How Axonius Levarages AI in Recommended Actions

Overview

Axonius Recommended Actions provides vendor-backed repair and mitigation instructions directly within the customer's dashboard, thus transforming vulnerability discovery into precision mobilization. Instead of simply identifying risks, this feature acts as a technical implementation partner, delivering specific solutions - such as software patches or compensating controls (e.g., firewall rule changes or EDR policy adjustments) - to improve security effectiveness. The platform utilizes two distinct AI mechanisms:

  1. An LLM parses datasets retrieved directly from official vendor APIs and public security databases (NVD, MITRE, etc.).
  2. A specialized chain of LLMs, planned and constructed by Axonius security researchers, translates these solutions into step-by-step execution and verification instructions to ensure follow-through. Every recommended action includes a direct attribution link to the source, and zero customer data is ever shared with external models.

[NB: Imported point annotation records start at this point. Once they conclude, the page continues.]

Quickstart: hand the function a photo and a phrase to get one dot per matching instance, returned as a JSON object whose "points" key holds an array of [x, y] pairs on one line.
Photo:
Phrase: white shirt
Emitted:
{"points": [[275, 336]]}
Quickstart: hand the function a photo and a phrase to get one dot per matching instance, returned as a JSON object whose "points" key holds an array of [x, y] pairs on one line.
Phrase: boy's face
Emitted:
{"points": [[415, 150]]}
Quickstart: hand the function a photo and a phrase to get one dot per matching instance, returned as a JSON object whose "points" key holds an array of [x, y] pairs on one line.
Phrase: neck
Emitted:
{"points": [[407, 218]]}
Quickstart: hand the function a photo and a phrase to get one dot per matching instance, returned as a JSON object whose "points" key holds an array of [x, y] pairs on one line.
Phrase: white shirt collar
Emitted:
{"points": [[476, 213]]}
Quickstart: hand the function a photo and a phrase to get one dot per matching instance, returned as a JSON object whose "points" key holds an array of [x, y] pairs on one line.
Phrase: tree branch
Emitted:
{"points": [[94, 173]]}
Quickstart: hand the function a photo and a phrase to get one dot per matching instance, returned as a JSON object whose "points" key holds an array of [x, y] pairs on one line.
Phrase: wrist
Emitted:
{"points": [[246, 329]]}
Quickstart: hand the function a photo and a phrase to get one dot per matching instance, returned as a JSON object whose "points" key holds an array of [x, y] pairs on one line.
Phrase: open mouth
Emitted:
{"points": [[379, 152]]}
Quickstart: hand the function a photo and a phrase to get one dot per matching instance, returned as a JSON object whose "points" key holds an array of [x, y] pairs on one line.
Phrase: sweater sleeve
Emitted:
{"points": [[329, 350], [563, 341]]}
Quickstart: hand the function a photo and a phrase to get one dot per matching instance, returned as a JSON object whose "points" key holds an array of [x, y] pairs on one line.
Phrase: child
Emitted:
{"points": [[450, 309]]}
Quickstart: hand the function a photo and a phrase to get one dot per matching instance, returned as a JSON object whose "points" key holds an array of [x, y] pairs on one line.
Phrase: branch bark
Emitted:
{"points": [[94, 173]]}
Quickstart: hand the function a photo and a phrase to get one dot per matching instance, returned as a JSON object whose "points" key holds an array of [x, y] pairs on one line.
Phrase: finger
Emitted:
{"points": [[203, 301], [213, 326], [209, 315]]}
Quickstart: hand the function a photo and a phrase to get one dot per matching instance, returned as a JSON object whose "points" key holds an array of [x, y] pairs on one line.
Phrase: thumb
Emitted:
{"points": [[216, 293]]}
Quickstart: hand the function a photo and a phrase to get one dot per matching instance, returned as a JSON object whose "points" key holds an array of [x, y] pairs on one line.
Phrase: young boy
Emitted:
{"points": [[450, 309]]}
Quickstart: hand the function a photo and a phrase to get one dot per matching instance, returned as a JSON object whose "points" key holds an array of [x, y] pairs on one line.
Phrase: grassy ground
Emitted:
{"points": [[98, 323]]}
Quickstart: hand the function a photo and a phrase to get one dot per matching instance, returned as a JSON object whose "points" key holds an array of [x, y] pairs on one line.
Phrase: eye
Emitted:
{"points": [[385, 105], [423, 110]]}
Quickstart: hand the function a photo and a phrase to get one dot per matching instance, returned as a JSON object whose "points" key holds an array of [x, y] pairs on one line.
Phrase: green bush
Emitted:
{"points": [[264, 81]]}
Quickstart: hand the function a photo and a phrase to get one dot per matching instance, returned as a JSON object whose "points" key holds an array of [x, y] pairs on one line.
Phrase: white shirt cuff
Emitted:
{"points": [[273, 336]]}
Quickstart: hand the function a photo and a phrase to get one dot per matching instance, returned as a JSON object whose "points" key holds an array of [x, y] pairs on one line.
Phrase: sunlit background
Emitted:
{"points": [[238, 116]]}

Customers’ Control, Accessibility, and Settings

Activation Options & Functional Impact

Recommended Actions is enabled by default for all Exposures customers. While the feature is active out-of-the-box, full governance is maintained through the platform’s existing Role-Based Access Control (RBAC) framework. Customers’ administrators have granular authority to grant or restrict access to both the module and the "Action" data object via standard User Role Permissions.

The data is available from the Recommended Actions tab in the Axonius Action Center. It is integrated into each Security Finding profile page under the Available Actions section.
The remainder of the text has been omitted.